Search code examples
feature-engineeringscikit-learn-pipeline

New Feature in Scikit-Learn Pipeline - Interaction between two existing Features


I have two features in my data set: height and Area. I want to create a new feature by Interacting Area and Height using pipeline in scikit-learn.

Can anyone please guide me on how I can achieve this?

Thanks


Solution

  • You can achieve this with a custom transformer, implementing a fit and transform method. Optionnaly you can make it inherit from sklearn TransformerMixin for bullet-profing.

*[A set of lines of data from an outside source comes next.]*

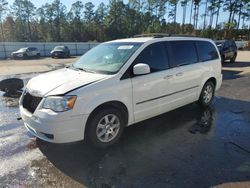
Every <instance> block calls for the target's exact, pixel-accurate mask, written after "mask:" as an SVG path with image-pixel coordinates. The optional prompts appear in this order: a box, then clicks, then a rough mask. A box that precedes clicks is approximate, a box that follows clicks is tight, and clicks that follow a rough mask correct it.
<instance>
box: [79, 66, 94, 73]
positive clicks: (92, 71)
mask: <svg viewBox="0 0 250 188" xmlns="http://www.w3.org/2000/svg"><path fill="white" fill-rule="evenodd" d="M75 68H76V69H78V70H81V71H84V72H90V73H96V72H95V71H92V70H89V69H84V68H80V67H75Z"/></svg>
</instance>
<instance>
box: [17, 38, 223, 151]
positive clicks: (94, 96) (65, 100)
mask: <svg viewBox="0 0 250 188" xmlns="http://www.w3.org/2000/svg"><path fill="white" fill-rule="evenodd" d="M220 61H221V60H220V57H219V51H218V49H217V47H216V45H215V44H214V42H213V41H211V40H209V39H204V38H194V37H162V38H159V37H156V38H154V37H141V38H128V39H120V40H115V41H110V42H105V43H102V44H100V45H98V46H96V47H95V48H92V49H91V50H89V51H88V52H87V53H85V54H84V55H83V56H82V57H81V58H80V59H78V60H77V61H76V62H75V63H74V64H72V65H71V66H68V67H66V68H63V69H60V70H56V71H53V72H49V73H45V74H41V75H39V76H37V77H35V78H32V79H31V80H30V81H29V82H28V84H27V86H26V88H25V90H24V92H23V94H22V96H21V99H20V112H21V117H22V119H23V121H24V124H25V126H26V128H27V129H28V130H29V131H30V132H31V133H32V134H33V135H35V136H37V137H39V138H41V139H43V140H46V141H49V142H55V143H66V142H73V141H79V140H83V139H87V140H88V141H89V143H91V144H93V145H94V146H97V147H107V146H110V145H112V144H114V143H116V142H117V141H118V139H119V138H120V136H121V134H122V132H123V130H124V128H125V127H126V126H129V125H132V124H134V123H137V122H140V121H143V120H145V119H148V118H151V117H154V116H157V115H159V114H162V113H165V112H168V111H171V110H174V109H176V108H179V107H181V106H184V105H186V104H189V103H192V102H195V101H198V103H199V104H200V105H201V106H204V107H206V106H209V105H210V104H211V102H212V100H213V97H214V93H215V91H216V90H218V89H219V88H220V86H221V82H222V74H221V62H220Z"/></svg>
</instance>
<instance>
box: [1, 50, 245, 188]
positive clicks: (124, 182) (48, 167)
mask: <svg viewBox="0 0 250 188" xmlns="http://www.w3.org/2000/svg"><path fill="white" fill-rule="evenodd" d="M49 60H51V59H49ZM71 60H74V59H65V60H62V61H63V62H64V63H62V61H61V60H59V59H55V60H51V61H53V63H52V64H53V65H57V64H59V65H64V64H67V63H70V61H71ZM40 61H43V62H44V64H43V63H41V64H40ZM4 62H7V63H6V64H5V65H8V66H7V67H9V68H10V67H11V70H8V69H9V68H6V69H5V70H6V72H4V73H5V74H3V75H4V76H0V80H2V79H4V78H6V77H19V78H22V79H24V80H25V82H27V80H28V79H29V78H30V77H32V76H34V75H36V74H37V73H33V72H40V71H46V70H44V69H40V68H41V67H39V65H41V66H42V67H43V66H44V67H47V65H50V64H48V61H47V59H42V60H39V61H36V60H30V61H29V62H34V64H35V65H31V64H28V65H27V67H26V68H27V71H29V72H32V74H19V75H14V74H17V73H16V72H15V71H17V70H18V68H16V65H15V63H17V64H19V62H20V63H21V62H23V63H25V62H24V61H17V62H12V60H10V61H4ZM4 62H1V63H0V64H1V65H0V70H1V73H3V71H2V70H3V69H2V67H5V66H3V63H4ZM37 62H39V65H37V64H38V63H37ZM26 63H28V62H26ZM26 63H25V64H26ZM61 63H62V64H61ZM32 67H33V68H32ZM58 67H61V66H58ZM58 67H57V68H58ZM47 68H48V69H49V70H50V69H51V68H52V67H47ZM53 68H55V67H53ZM249 70H250V52H247V53H245V52H244V53H239V57H238V59H237V62H236V63H234V64H230V63H226V64H224V68H223V75H224V80H223V84H222V88H221V89H220V90H219V91H218V92H217V93H216V97H215V100H214V102H213V104H212V105H211V107H209V108H205V109H201V108H199V107H198V106H197V105H196V104H190V105H187V106H185V107H182V108H180V109H177V110H174V111H172V112H169V113H166V114H163V115H161V116H158V117H155V118H152V119H149V120H147V121H144V122H141V123H138V124H137V125H135V126H131V127H128V128H127V129H126V130H125V134H124V135H123V137H122V139H121V141H120V142H119V143H118V144H117V145H116V146H114V147H112V148H109V149H106V150H97V149H93V148H91V147H89V146H88V145H87V144H85V143H84V142H83V143H82V142H78V143H72V144H51V143H47V142H44V141H41V140H39V139H35V138H34V137H32V136H31V135H30V134H29V133H28V132H27V130H26V129H25V128H24V126H23V123H22V122H21V121H17V120H16V118H17V117H19V112H18V98H17V99H15V98H8V97H3V96H2V95H3V93H0V158H1V160H0V187H5V186H6V187H100V188H103V187H105V188H106V187H143V188H144V187H150V188H151V187H211V186H216V185H220V186H222V187H234V186H235V185H237V186H239V187H244V186H245V187H250V183H249V180H250V142H249V140H250V95H249V91H250V71H249ZM11 71H13V72H11ZM22 71H23V72H19V73H26V69H25V68H24V69H23V70H22ZM236 182H238V183H236ZM223 183H228V184H223Z"/></svg>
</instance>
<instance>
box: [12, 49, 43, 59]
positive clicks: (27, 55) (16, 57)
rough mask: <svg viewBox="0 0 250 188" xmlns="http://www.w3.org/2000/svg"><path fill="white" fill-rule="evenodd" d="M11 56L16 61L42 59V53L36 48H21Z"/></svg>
mask: <svg viewBox="0 0 250 188" xmlns="http://www.w3.org/2000/svg"><path fill="white" fill-rule="evenodd" d="M11 56H12V57H13V58H14V59H17V58H22V59H26V58H29V57H37V58H39V57H40V51H39V50H38V49H37V48H35V47H25V48H20V49H19V50H17V51H15V52H12V53H11Z"/></svg>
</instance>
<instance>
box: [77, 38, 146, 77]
mask: <svg viewBox="0 0 250 188" xmlns="http://www.w3.org/2000/svg"><path fill="white" fill-rule="evenodd" d="M141 45H142V43H134V42H133V43H132V42H130V43H128V42H126V43H125V42H114V43H103V44H100V45H98V46H96V47H94V48H92V49H91V50H89V51H88V52H87V53H85V54H84V55H83V56H82V57H81V58H80V59H79V60H78V61H76V62H75V63H74V64H73V67H74V68H78V69H82V70H84V71H89V72H96V73H101V74H115V73H117V72H118V71H119V70H120V69H121V67H122V66H123V65H124V64H125V63H126V61H127V60H128V59H129V58H130V57H131V56H132V54H133V53H134V52H135V51H136V50H137V49H138V48H139V47H140V46H141Z"/></svg>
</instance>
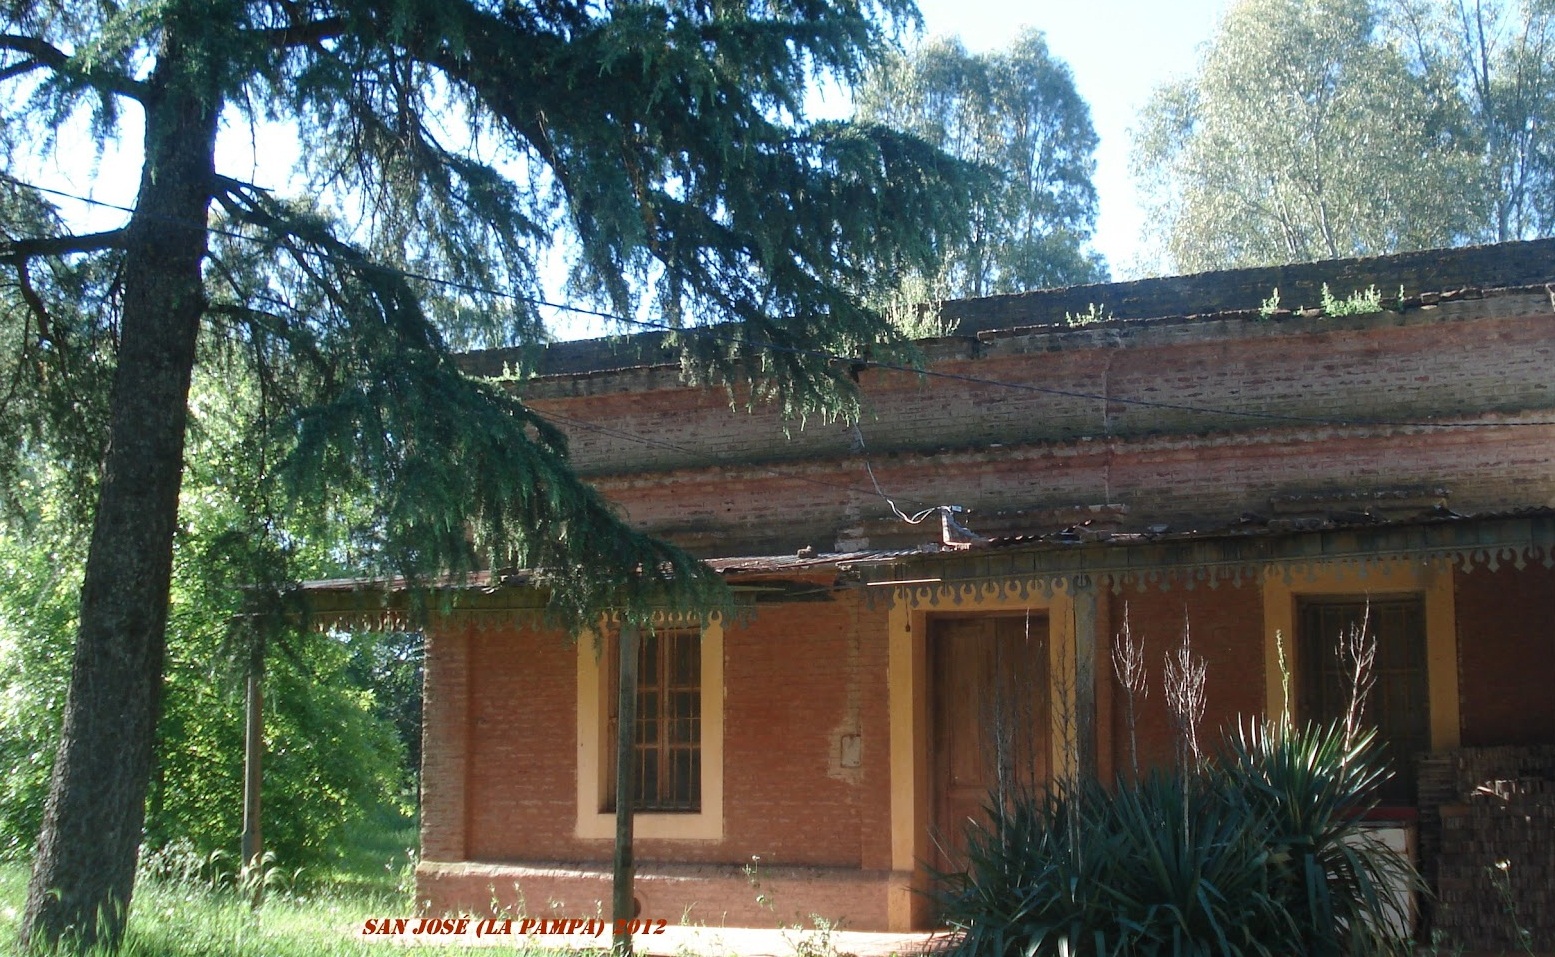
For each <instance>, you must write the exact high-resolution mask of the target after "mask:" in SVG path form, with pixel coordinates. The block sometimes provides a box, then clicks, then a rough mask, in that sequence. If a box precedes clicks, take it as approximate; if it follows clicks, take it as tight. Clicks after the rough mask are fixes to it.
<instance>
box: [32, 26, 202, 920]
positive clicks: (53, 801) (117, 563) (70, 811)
mask: <svg viewBox="0 0 1555 957" xmlns="http://www.w3.org/2000/svg"><path fill="white" fill-rule="evenodd" d="M183 16H187V17H197V16H199V11H197V9H190V11H185V14H183ZM208 53H210V51H208V50H201V42H199V40H197V39H196V40H190V39H187V36H185V31H183V30H180V22H179V20H177V19H176V17H173V19H169V20H168V22H166V26H165V30H163V39H162V47H160V50H159V58H157V65H156V70H154V72H152V75H151V92H149V95H148V96H146V100H145V117H146V132H145V167H143V168H142V179H140V193H138V198H137V202H135V213H134V215H132V216H131V223H129V237H128V247H126V252H124V268H123V289H124V293H123V314H121V325H120V350H118V366H117V369H115V372H114V392H112V406H110V417H109V442H107V451H106V453H104V459H103V476H101V489H100V493H98V507H96V520H95V523H93V526H92V543H90V551H89V552H87V568H86V580H84V584H82V588H81V626H79V632H78V635H76V649H75V663H73V666H72V672H70V694H68V699H67V702H65V720H64V733H62V738H61V742H59V753H58V756H56V759H54V772H53V780H51V783H50V792H48V803H47V806H45V809H44V829H42V834H40V836H39V843H37V857H36V862H34V867H33V879H31V884H30V885H28V893H26V912H25V915H23V920H22V938H23V941H25V943H28V945H31V946H37V948H50V946H54V945H56V943H59V941H64V943H65V945H67V946H70V948H79V949H86V948H89V946H92V945H93V943H101V945H106V946H109V948H115V946H118V943H120V940H121V937H123V932H124V923H126V918H128V910H129V899H131V890H132V887H134V879H135V857H137V854H138V850H140V839H142V828H143V825H145V811H146V784H148V780H149V775H151V766H152V745H154V739H156V725H157V714H159V705H160V691H162V668H163V649H165V644H166V635H165V633H166V621H168V584H169V577H171V573H173V534H174V528H176V524H177V510H179V486H180V482H182V478H183V425H185V419H187V406H188V389H190V375H191V372H193V367H194V341H196V335H197V331H199V324H201V316H202V313H204V308H205V299H204V289H202V283H201V263H202V260H204V258H205V241H207V240H205V215H207V209H208V205H210V191H211V184H213V173H215V170H213V152H215V143H216V120H218V115H219V112H221V103H219V96H218V93H216V92H215V90H216V86H215V82H213V65H211V62H210V61H208V58H207V56H205V54H208Z"/></svg>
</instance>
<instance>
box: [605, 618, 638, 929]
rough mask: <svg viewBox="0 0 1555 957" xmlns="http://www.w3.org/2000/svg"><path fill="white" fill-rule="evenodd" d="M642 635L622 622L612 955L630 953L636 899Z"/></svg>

    from sklearn.base import TransformerMixin
    
    class CustomTransformer(TransformerMixin):
        def fit(self, X, y=None):
            """The fit method doesn't do much here, 
               but it still required if your pipeline
               ever need to be fit. Just returns self."""
            return self
    
        def transform(self, X, y=None):
            """This is where the actual transformation occurs.
               Assuming you want to compute the product of your feature
               height and area.
            """
            # Copy X to avoid mutating the original dataset
            X_ = X.copy()
            # change new_feature and right member according to your needs
            X_["new_feature"] = X_["height"] * X_["area"]
            # you then return the newly transformed dataset. It will be 
            # passed to the next step of your pipeline
            return X_
    

    You can test it with this code :

    import pandas as pd
    from sklearn.pipeline import Pipeline
    
    # Instantiate fake DataSet, your Transformer and Pipeline
    X = pd.DataFrame({"height": [10, 23, 34], "area": [345, 33, 45]})
    custom = CustomTransformer()
    pipeline = Pipeline([("heightxarea", custom)])
    
    # Test it
    pipeline.fit(X)
    pipeline.transform(X)
    

    For such a simple processing, it might seem like an overkill, but it is a good practice to put any dataset manipulations into Transformers. They are more reproducible that way.